His name in her voice: he felt a tiny jolt of excitement.

“Claire,” he said. Her name in his mouth.

“So what did you say about Zeus and Hera?” he asked, leaning back. “I'm actually writing my thesis on them. How they're both transgendered.”

She didn't know him well enough yet to know when he was joking, or what kind of jokes he'd make. But she would come to know him, and they would learn each other. They had that to look forward to, and the idea gave Conrad a giddy lift. He leaned toward her again, to speak; she leaned toward him to listen.

“Kidding,” he said.

“I knew that,” she said.

Claire's hair hung down her back nearly to her waist. She wore it loose, sometimes outside her parka, where it spilled and drifted, full of static electricity, across the whispery fabric. Sometimes she kept it inside her jacket, a soft, secret mass pressed against her warm back. Just the thought of that, the hidden shimmery mass shifting across her back, used to give him a hard-on. Nearly everything about her gave him a hard-on. The fine, ridged edge of her upper lip, the way it articulated the line of her mouth. The shallow indentation along her upper arm.

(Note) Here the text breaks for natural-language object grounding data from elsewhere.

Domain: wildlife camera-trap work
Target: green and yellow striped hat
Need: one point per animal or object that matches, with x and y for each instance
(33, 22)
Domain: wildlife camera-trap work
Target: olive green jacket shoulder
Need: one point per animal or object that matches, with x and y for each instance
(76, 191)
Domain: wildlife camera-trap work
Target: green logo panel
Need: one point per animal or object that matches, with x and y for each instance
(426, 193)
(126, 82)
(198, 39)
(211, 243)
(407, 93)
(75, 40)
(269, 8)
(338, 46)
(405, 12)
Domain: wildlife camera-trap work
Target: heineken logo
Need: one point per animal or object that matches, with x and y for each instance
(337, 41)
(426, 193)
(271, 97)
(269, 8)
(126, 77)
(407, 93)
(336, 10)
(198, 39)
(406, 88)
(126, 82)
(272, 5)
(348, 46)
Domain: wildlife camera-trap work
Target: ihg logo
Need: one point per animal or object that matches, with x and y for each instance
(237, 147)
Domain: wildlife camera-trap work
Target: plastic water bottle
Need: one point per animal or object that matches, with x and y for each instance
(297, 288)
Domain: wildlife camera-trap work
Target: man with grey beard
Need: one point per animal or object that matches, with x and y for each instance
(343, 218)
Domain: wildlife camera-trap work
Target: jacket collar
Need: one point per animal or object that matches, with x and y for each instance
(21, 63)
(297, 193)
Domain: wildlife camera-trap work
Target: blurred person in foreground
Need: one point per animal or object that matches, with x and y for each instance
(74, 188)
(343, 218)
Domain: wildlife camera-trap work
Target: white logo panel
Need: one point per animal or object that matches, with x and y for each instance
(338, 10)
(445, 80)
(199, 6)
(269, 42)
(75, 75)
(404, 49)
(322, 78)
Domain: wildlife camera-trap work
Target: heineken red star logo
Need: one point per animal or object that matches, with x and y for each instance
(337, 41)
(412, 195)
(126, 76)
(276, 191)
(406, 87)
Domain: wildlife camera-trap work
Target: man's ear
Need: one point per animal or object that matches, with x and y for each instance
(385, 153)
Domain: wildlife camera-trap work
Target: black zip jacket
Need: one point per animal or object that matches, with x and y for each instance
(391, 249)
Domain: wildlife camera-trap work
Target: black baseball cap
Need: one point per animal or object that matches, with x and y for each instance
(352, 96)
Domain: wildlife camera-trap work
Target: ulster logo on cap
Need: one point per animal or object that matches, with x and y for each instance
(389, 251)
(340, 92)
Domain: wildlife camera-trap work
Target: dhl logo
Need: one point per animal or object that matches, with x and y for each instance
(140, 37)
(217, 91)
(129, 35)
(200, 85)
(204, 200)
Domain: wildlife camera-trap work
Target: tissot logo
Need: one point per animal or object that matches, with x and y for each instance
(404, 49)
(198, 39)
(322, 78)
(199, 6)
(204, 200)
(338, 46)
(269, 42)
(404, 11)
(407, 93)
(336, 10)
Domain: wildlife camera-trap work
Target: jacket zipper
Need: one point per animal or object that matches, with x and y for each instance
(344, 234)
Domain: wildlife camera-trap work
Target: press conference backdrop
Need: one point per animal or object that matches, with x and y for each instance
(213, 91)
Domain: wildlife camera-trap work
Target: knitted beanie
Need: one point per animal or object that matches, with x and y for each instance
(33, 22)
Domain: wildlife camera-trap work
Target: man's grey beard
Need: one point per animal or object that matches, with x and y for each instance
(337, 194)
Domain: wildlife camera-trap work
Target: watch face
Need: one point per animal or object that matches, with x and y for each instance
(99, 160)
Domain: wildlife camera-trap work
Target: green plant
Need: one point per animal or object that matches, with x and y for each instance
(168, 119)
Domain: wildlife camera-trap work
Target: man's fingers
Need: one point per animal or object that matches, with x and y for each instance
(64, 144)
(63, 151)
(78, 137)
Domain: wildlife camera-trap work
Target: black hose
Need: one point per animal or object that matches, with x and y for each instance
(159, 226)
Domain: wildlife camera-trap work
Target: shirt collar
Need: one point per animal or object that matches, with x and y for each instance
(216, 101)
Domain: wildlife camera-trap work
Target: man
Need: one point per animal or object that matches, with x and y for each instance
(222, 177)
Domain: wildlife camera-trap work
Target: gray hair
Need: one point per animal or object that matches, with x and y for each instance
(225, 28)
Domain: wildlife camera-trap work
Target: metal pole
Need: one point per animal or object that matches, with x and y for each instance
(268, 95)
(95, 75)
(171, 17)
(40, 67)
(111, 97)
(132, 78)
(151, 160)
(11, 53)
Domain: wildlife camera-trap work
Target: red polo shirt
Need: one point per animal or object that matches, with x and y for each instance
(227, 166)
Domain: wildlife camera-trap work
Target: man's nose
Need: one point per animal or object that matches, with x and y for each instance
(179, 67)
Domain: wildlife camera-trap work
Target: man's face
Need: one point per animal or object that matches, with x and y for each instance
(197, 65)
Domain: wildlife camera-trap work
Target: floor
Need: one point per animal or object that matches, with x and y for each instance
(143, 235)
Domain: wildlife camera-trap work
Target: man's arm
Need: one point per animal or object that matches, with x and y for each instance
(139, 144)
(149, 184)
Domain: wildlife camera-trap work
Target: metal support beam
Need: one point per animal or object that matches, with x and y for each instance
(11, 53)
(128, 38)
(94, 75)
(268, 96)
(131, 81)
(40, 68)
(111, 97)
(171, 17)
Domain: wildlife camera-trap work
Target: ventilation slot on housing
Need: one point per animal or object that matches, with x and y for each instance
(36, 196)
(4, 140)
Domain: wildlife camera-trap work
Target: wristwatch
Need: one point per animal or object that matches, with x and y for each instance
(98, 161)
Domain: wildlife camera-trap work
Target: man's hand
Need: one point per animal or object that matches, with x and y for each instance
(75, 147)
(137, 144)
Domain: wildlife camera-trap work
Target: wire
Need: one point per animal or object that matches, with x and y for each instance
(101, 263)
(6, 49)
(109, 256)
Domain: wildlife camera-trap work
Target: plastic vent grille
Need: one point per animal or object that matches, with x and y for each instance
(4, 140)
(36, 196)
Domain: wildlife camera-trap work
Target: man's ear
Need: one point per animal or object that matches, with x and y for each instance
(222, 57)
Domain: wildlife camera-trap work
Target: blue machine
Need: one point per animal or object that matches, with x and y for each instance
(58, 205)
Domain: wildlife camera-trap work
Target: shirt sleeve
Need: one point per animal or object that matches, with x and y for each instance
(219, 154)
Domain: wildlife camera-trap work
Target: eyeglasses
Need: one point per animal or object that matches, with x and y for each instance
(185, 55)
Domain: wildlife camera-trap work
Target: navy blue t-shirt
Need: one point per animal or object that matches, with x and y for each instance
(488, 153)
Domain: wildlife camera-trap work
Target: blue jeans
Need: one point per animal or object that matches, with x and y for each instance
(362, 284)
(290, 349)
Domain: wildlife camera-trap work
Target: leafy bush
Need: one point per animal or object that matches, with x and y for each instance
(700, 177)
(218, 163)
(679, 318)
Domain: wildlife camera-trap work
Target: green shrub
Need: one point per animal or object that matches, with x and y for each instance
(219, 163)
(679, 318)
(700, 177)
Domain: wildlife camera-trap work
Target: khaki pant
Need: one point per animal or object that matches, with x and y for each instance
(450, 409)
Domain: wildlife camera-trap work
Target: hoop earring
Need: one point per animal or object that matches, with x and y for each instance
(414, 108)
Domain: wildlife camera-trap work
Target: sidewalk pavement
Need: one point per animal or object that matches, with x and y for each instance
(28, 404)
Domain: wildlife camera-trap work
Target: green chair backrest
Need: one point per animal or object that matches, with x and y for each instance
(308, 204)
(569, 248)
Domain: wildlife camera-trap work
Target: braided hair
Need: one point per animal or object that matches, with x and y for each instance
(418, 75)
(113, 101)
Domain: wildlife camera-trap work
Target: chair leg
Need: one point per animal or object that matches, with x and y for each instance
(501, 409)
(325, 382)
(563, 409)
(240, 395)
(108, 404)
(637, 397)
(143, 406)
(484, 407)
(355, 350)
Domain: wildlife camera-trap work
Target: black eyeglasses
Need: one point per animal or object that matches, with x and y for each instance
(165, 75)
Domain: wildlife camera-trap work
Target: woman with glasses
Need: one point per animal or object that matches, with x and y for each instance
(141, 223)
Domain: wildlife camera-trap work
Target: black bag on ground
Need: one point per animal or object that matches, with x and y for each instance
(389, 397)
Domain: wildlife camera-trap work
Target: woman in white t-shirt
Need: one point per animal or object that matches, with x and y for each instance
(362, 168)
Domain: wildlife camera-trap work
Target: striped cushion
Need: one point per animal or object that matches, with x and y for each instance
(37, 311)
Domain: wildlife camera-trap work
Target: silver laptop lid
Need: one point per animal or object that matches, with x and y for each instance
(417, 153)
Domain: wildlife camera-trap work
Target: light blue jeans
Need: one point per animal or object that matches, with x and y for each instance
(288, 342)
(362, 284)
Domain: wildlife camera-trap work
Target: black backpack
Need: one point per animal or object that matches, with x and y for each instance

Her neck was long and graceful, and when she spoke, sometimes she took her hair in both hands, lifting it away from her face to toss it down her back. As she did so, she raised her chin, lengthening her throat, while looking steadily at him. When she smiled, she looked at him sideways, shyly.

Conrad could make her laugh. She nearly fell off her chair, helpless and twisting, her hand over her mouth, when he told her the story about his roommate and the pizza delivery guy. She liked country music, but he forgave her for that because she liked baseball and was a Sox fan. Her fingers were short and stubby, like a little girl's, and they were double-jointed. She could bend her thumb backward, nearly touching her wrist, and that gave him a hard-on, too.

Six weeks later, they had their first fight. They were on their way back to Conrad's room after a long evening with friends. It was late, and they were walking uphill.

“I don't know why Josh even likes her,” she said. “She's an idiot.”